Что мы знаем? Нет никаких доказательств того, что в связи с кровавыми событиями, которые с 1 августа в течение 63 дней происходили над Вислой, Сталин принял какое-либо новое серьезное решение. Решения, которые известны, неизменно повторяют то, что содержалось в директиве от 28 июля и что в новой обстановке стало условием осуществления планов 1-го Белорусского фронта от 9 августа овладеть плацдармами на обоих флангах, очистить правый берег Вислы вплоть до Праги. Эту же задачу повторяет директива от 29 августа о переходе к обороне! А может быть, мы просто не знаем каких-то решений, относящихся к первым дням сентября? Казалось бы, передвижения войск, концентрация всей польской армии на пражском направлении и дальнейшие следствия этого попытка ворваться в Варшаву силами не только польских войск, но и ряда советских частей 1-го Белорусского фронта маршала Рокоссовского доказывают это. Во всяком случае, когда низшие уровни фронт и армия, которых Сталин не выпускал из поля зрения, вовлекали имевшиеся в их распоряжении силы в действия, которые выходили за рамки известных нам решений, он не вмешивался. Вовлекали и действовали до тех пор, пока прямо на поле боя достаточно убедительно, ценою крови не обнаружилась бесперспективность этих действий.
Во всяком случае, мы знаем, что он не использовал сил из резерва Верховного Главнокомандования.
Однако не следует забывать: не каждый должен видеть иерархию проблем в том же свете, что и мы. Совсем наоборот: каждый смотрит на мир со своей точки зрения, и картина, которая открывается перед ним, зависит от места, на котором он стоит. Мир и Европа, фронт и война, карта и календарь по-одному выглядят с баррикады в сердце гибнущей столицы Польши и по-другому из Ставки Верховного Главнокомандования, с пункта, который руководит соответствующим образом мощными усилиями и огромным напряжением десятков миллионов людей, оказывает сильное и решающее влияние на судьбы мира, на судьбы сотен миллионов людей.
Что могла дать такая операция, ради чего стоило готовить ее?
Чтобы прорвать немецкую оборону на 4070 километров и занять один город? Оперативная польза от таких действий более чем сомнительна. Бой в целях прорыва потребует много снарядов, бензина, много крови. Эта цена окупается обычно лишь в ходе преследования, в глубине прорыва, в размерах занятой территории. Но в данном случае движение после прорыва вглубь будет невозможно ввиду того, что на обоих флангах линия фронта оставалась далеко позади, на востоке. А для подготовки такой операции, которой отставание флангов не угрожало бы, то есть в масштабе наступления, названного позднее январским, необходимо было несколько месяцев. Да и для самого прорыва нужно где-то изыскать материальные средства и людей.

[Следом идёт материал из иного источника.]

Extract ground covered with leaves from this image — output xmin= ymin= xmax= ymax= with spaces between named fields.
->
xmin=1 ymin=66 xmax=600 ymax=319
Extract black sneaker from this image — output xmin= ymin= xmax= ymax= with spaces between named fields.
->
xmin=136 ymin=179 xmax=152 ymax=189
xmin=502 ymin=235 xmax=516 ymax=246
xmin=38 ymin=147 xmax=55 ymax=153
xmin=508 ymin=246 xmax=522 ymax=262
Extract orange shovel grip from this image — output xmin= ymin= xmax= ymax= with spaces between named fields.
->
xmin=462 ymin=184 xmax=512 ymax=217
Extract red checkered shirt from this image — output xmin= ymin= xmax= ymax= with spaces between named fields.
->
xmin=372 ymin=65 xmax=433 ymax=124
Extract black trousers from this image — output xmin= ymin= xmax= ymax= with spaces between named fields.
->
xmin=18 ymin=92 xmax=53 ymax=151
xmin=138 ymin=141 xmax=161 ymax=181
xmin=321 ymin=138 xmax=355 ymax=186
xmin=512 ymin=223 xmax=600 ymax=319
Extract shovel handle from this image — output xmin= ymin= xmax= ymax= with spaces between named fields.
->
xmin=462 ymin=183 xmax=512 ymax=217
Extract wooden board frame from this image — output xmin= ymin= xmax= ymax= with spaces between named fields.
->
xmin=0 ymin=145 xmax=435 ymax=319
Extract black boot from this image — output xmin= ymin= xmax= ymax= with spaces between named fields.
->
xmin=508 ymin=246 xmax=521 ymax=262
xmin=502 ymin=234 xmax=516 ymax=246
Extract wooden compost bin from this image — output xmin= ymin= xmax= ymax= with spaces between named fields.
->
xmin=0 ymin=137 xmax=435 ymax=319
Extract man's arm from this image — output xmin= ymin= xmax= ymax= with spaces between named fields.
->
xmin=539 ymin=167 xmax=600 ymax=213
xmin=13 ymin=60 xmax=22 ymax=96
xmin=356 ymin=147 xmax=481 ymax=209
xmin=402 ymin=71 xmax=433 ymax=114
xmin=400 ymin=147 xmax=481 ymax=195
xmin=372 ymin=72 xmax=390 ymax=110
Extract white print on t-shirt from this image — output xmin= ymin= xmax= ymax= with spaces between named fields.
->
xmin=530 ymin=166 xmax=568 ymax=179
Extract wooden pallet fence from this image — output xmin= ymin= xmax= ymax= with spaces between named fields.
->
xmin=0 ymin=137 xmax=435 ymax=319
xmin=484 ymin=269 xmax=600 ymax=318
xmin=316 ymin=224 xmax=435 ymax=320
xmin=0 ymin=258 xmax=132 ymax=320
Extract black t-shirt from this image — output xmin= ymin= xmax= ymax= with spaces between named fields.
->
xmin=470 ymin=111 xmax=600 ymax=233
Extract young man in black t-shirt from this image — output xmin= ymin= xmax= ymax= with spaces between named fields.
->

Уже давно были определены советские намерения на 1944 год, разработаны соответствующие оперативные планы, распределены материальные средства людские ресурсы, горючее, боеприпасы. С 15 июля, как уже упоминалось, резко сократилась доставка горючего на 1-й Белорусский фронт, «приоритет» получал 1-й Украинский фронт (он перешел в наступление 18 августа), а вслед за ним 2-й и 3-й Украинские фронты.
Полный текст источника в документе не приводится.